The next thing to analyze from this data is the trend of production over the years on Amazon Prime:

In [8]:
df1 = df[['type','release_year']]
df1 = df1.rename(columns={"release_year":"Release Year"})
df2 = df1.groupby(['Release Year','type']).size().reset_index(name='Total Content')
df2 = df2[df2['Release Year']>=2010]
fig3 = px.line(df2, x='Release Year',y='Total Content',color='type',title='Trend of content produced over the years on Amazon Prime')
fig3.show()

The above line graph shows that there has been a decline in the production of the content for both movies and other shows since 2021.
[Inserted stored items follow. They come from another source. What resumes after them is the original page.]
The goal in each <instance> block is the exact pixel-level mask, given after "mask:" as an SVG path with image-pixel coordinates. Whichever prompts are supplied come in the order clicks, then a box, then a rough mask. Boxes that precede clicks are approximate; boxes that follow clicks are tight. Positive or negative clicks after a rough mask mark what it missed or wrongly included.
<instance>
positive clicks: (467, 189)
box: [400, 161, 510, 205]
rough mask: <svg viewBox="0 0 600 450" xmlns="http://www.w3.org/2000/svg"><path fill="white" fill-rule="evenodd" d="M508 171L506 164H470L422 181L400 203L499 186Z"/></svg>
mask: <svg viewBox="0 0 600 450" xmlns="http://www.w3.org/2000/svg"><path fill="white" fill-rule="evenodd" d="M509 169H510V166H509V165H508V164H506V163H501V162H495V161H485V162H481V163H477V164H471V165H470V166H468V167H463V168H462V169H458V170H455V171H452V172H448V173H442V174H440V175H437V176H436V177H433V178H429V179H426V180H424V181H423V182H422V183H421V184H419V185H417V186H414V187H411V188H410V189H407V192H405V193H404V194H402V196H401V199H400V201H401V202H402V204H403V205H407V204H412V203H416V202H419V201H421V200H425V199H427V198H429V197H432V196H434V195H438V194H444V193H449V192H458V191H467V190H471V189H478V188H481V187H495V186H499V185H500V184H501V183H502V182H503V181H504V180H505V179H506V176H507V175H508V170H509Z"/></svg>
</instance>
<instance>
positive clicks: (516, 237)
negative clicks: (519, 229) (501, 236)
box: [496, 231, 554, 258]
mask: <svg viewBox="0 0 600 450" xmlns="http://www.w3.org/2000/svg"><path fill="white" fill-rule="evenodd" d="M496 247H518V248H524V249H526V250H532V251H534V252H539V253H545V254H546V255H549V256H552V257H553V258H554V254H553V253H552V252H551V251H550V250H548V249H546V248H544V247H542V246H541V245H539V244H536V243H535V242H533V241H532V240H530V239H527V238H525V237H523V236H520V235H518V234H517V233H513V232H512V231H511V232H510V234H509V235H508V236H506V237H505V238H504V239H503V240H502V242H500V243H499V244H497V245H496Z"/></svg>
At last, to conclude our analysis, I will analyze the sentiment of content on Amazon Prime:

In [13]:
dfx = df[['release_year','description']]
dfx = dfx.rename(columns={'release_year':'Release Year'})
for index,row in dfx.iterrows():
    z=row['description']
    testimonial=TextBlob(z)
    p=testimonial.sentiment.polarity
    if p==0:
        sent='Netural'
    elif p>0:
        sent='Positive'
    else:
        sent='Negative'
    dfx.loc[[index,2],'Sentiment']=sent 

dfx=dfx.groupby(['Release Year','Sentiment']).size().reset_index(name='Total Content')

dfx=dfx[dfx['Release Year']>=2010]

fig4 = px.bar(dfx,x='Release Year',y='Total Content',color='Sentiment',title='Sentiment of content on Amazon Prime')
fig4.show()

So the above graph shows that the overall positive content is always greater than the netural and negative content combined.